Geleneksel ve Tamamlayıcı Tıp

 

Allah’a subhanehu ve teâlâ hamd, Rasûlü’ne salât ve selam olsun.

Mevcut tıp sistemleri, ilaç üretiminden tutun hekimlerin eğitilmelerine ve tedavi yaklaşımlarına kadar hepsi tek elin kontrolü ile ciddi bir sektöre dönüşmüş olup, küresel güçlerin silahı hâline gelmiştir. Bunun yanında, yine dünyanın her yerinden klasik uygulamaları eleştiren, bu uygulamları kabul etmeyip çoğu zaman kısıtlanan çalışmalarına rağmen reddiyeler verip koca bir camiaya kafa tutan koca yürekli insanlara tanık olmaktayız.

İnsanlar neleri, ne şekilde düşüneceklerine kadar kontrollerine almaya çalışan, Allah’ın subhanehu ve teâlâ sıfatlarının her türlüsüne göz dikmiş, ilahlık(!)iddiasında olan bu küresel güçler, sadece insanlığın maddi kaynaklarına göz dikmekle kalmadı. İnsanın hastalığında kendisine ihtiyaç duyduğu ‘hekimi, ilacı’ ve bunların var oluşumu için gerekli olan eğitim sistemini (tıp, eczacılık) çok ciddi bir şekilde kontrollerine almış oldu. İnsanlar deney kobayları hâline getirilerek; üzerlerinde yeni yeni ilaçlar, gereksiz ameliyatlar, aşılar denendi. Hatta gerçek olmayan verilerle insanların gözlerini büyüleyebildiler. Elbette ki, her sistemde olduğu gibi bunun da yani, mevcut tıp sisteminin de tamamı reddedilemez. Yerleştirilip, kök salınması istenen sistemler bütün yönleriyle tahrif edilemezler. Ancak bu şekilde kontrollerine almış oldukları yapıyı insanlara cazip gösterip, benliklerine yerleşmesini sağlayabilirler. Yani, yavaş yavaş ve tedricen bozup, yeniden düzenledikleri bu sisteme insanları muhtaç kılıp, çaresiz bıraktılar.

Hekim, eşref-i mahluk olan insanın, kendisine sağlığının emanet edildiği tek kimse olmasına rağmen, maalesef mevcut sistemin içerisinde sorumluluğunu idrak edememektedir. Bu da beraberinde söz konusu hekimi sorgulayamama, mutlak itaate ve dolayısıyla da düzenin yanlışlarının savunucusu ve çarkın bir parçası hâline getirmektedir.

Böylece kendilerine öncü olarak kabul ettikleri ve tıbbın babası olarak nitelendirdikleri Hipokrat’ın da öğretilerinin ve yaklaşımlarının dışına çıkıldı. Onun birçok temel kaideleri de göz ardı edildi. Nasıl ki Batı tıp camiası Hipokrat’ın çizgisinden uzaklaştıysa bu coğrafyadaki hekimlik anlayışı da bu toprakların yetiştirdiği İbni Sina gibi öz değerlerinden ve gelenekselleşmiş hekimlik anlayışından uzaklaşmış oldu.

Bu uzaklaşmayla beraber, son yıllarda yapılan bazı çalışmalar, geleneksel tıbbın önemini bu çağda yeniden gündeme getirdi.

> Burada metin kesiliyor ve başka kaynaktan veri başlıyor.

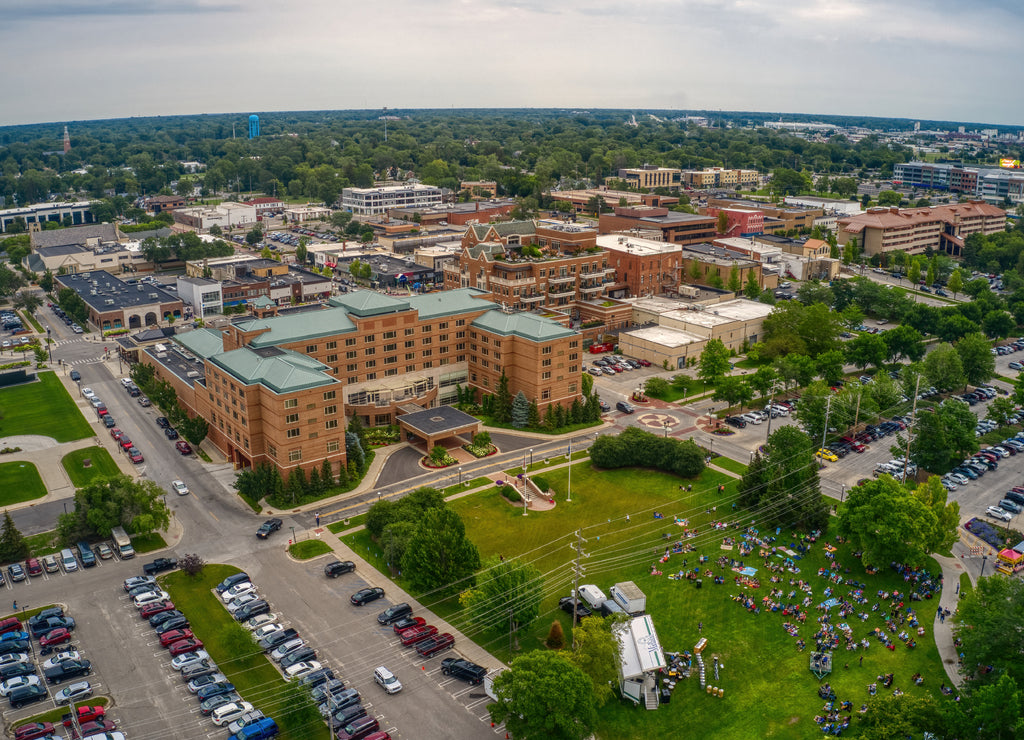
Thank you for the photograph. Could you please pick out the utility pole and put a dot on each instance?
(913, 420)
(578, 570)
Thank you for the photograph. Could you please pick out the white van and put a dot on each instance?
(68, 560)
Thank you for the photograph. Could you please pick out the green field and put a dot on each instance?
(245, 665)
(43, 407)
(20, 483)
(769, 691)
(102, 466)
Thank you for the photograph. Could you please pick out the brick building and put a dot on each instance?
(279, 389)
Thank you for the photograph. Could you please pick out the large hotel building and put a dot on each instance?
(280, 389)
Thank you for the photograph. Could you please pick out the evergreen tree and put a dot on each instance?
(535, 415)
(503, 401)
(12, 545)
(520, 410)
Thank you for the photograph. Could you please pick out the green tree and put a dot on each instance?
(517, 586)
(596, 653)
(943, 368)
(118, 501)
(988, 622)
(887, 523)
(714, 362)
(976, 358)
(440, 557)
(544, 696)
(12, 545)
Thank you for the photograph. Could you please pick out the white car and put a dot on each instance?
(301, 669)
(229, 712)
(180, 662)
(259, 620)
(235, 604)
(238, 590)
(16, 683)
(266, 630)
(60, 657)
(999, 514)
(150, 597)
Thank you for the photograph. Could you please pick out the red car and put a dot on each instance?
(54, 637)
(86, 713)
(33, 730)
(150, 609)
(95, 727)
(185, 646)
(412, 637)
(174, 636)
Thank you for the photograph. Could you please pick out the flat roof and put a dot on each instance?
(437, 421)
(665, 336)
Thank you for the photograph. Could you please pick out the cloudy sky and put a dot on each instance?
(947, 59)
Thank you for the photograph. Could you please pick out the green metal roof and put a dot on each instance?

Bu çalışmaların sağlık camiasında da olumlu anlamda tartışılması ise, işin biraz daha ciddiyetine işaret etmektedir.

Bu bağlamda, şu günlerde hayli dikkat çekip rağbet gören, (GETAT) ‘Geleneksel ve Tamamlayıcı Tıp Kongresi’nin ilki yapıldı. Bu çalışmaların seküler anlayışın dayatmalarından bir nebze de olsa sıyrılma olmasını umut ediyorum. Mevcut sistemdeki yanlışlıklara karşı çıkmak, hekimlerin bireysel çalışmaları ve vicdani sorumluluk bilinciyle hareket etmeleri ile kısmen etkili olsa da, nihai bir çözümün olabilmesi, her alanda olduğu gibi burada da ancak İslami bir otorite ve dolayısıyla İslami bir şuur ile mümkündür.

İnşallah, ötelenen geleneksel tıbbın önemini ve içerisindeki tedavi yöntemlerini ele alacak bir yazı serisine başlayacağız.

Duamızın sonu, âlemlerin Rabbi olan Allah’a hamd etmektir.